Other minor comments:
Line 29-30. See comments on validation above. “Fully validated” sounds like an overstatement.
Line 71. The Introduction section summarized a few studies on global cropland extent mapping, but provided no context on crop type and irrigation mapping. Existing global irrigation data such as those used in the product comparison should be mentioned here. There are many recent studies on regional crop type mapping that should also be summarized.
Line 175. Were data of the calendar year 2021 used for mapping? If so, would the Southern Hemisphere growing seasons be interrupted?
Line 225. Can you include crop calendar maps for maize and cereals in the paper, in addition to Figures 2 and 3?
Line 258. Can you provide justification for the 2.5 and 10 degrees perturbations?
Line 364. Turning on the active cropland label when a pixel is classified as a crop type implicitly assumes that the crop type maps are more accurate than the active cropland map. Is this true? If the active cropland map was more accurate, it could be used to remove some commissions errors of the crop type maps. Otherwise, this would introduce commission errors to the active cropland map.

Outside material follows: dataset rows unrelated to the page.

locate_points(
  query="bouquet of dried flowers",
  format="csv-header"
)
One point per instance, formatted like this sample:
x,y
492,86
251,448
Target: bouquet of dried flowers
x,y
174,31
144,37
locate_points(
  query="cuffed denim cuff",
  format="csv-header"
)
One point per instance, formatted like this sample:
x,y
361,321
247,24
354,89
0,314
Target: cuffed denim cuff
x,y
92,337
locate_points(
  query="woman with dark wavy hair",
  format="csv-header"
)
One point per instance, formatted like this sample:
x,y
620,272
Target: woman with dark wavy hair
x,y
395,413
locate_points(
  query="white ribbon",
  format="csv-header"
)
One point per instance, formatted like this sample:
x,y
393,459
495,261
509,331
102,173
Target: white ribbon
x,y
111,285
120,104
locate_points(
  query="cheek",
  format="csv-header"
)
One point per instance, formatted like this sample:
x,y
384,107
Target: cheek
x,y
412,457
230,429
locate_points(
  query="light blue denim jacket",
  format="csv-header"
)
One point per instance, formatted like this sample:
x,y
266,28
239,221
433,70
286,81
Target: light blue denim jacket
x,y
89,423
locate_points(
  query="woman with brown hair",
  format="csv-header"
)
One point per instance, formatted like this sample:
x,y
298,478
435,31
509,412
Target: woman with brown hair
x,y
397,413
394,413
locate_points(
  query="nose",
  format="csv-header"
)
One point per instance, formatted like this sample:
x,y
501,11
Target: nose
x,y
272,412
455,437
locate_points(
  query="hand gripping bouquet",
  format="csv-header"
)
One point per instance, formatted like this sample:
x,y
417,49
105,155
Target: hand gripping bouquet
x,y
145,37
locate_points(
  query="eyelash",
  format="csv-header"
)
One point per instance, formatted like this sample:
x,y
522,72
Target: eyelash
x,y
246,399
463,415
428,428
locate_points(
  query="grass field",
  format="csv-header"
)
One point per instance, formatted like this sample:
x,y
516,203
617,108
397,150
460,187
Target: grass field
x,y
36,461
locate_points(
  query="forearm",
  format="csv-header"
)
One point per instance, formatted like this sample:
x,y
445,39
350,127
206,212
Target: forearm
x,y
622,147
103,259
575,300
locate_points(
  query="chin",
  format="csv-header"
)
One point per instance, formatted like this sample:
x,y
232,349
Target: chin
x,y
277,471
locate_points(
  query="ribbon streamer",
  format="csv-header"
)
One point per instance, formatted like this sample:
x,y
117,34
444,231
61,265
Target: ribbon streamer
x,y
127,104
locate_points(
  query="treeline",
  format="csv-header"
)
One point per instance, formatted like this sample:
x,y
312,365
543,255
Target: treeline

Line 385. Change Modis to MODIS.
Line 420. Visual assessment of the temporal completeness of VI curves would allow you to evaluate the impacts of clouds and missing data on the active crop maps.
Line 530. See comments above. The total amount of points in the table is less than 3500.
Line 576-595. It is strange to see the map products, reference datasets and code are published on multiple websites.
Citation: https://doi.org/10.5194/essd-2023-184-RC3 -
AC3: 'Reply on RC3', Sven Gilliams, 13 Aug 2023
The manuscript presents a suite of global crop products for year 2021, including annual temporary crop extent, seasonal active cropland, crop type maps of first and second season maize, winter cereals and spring cereals, as well as irrigation maps. Sentinel 2, Sentinel 1, thermal bands of Landsat 8, DEM, a biome map and geographic coordinates are the main input data. Vegetation indices and temporal features are derived to feed a CatBoost model with training data collected from various sources. The products are validated to a varying degree (see more details in comments below). The global map products, the reference datasets and the classification code are also made publicly available.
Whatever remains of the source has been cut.